As investors digest a surprise win by U.S. President-elect Donald Trump, credit rating agency Fitch cautioned in a note on Wednesday that Trump's economic and fiscal agenda could be a negative for the country's sovereign creditworthiness if his plan is fully enacted.
"Trump's key economic policy proposals include tax cuts, renegotiation of trade agreements, less openness to immigration, business deregulation, and higher infrastructure spending," Fitch wrote.
"The fiscal impact of the Trump plan would be negative for US sovereign creditworthiness over the medium term, as tax cuts alone cannot generate enough growth to make up for the loss in revenue," analysts added.

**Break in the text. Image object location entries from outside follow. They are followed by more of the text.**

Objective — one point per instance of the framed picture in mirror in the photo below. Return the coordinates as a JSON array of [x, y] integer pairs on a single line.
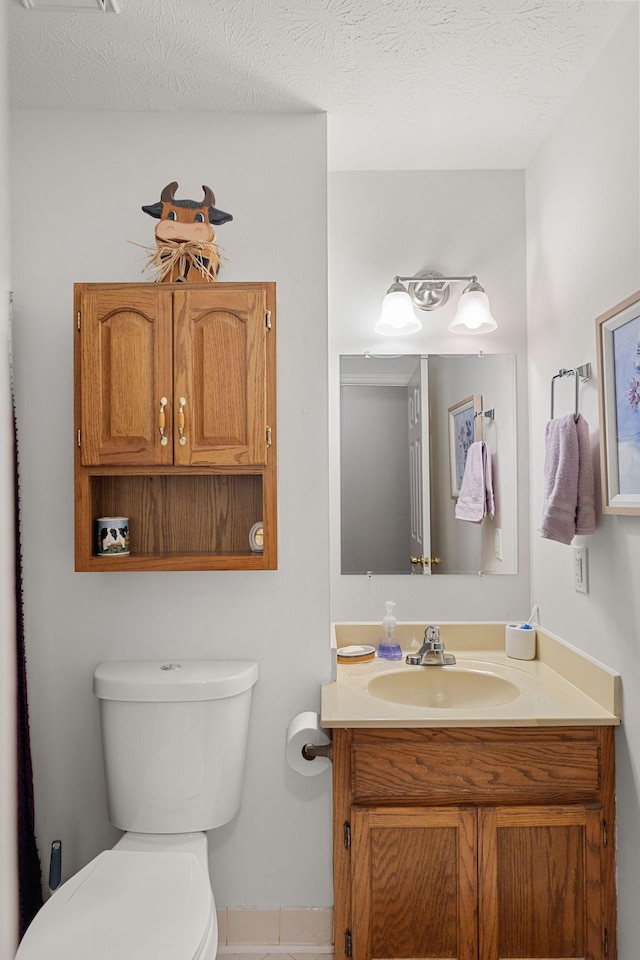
[[464, 429]]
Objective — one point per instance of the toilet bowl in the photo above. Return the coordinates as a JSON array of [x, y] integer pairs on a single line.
[[174, 741], [153, 904]]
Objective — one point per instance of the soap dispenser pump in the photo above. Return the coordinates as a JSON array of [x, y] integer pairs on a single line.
[[389, 648]]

If Trump is able to push his tax cuts through in full, the ratio of government debt to gross domestic product would jump dramatically. Additionally, borrowing costs could rise if the U.S.' fiscal deficit increases rapidly.
Still, Fitch notes the degree to which Trump is able to carry out this agenda will hinge on how effective the Democrats in the Senate are able to filibuster his measures and to what degree the president-elect and the Republican majorities in the House and the Senate cooperate.
While tax cuts would boost disposable income and thus could increase growth in the short term, potential negative factors could offset some of this, such as adverse trade effects and uncertainty weighing on private investment or a drop in stocks.
Higher disposable income would likely lead to more inflation, while a shift toward protectionism, which Trump has advocated through his criticism of America's trade policies, "would have significant adverse implications for US investment and growth and push up prices, particularly in the event of foreign counter measures or 'currency wars.'"
Fitch does not think Trump's win has any near-term consequences for the country's triple-A rating, adding it is "underpinned by unparalleled financing flexibility and a large, rich and diverse economy."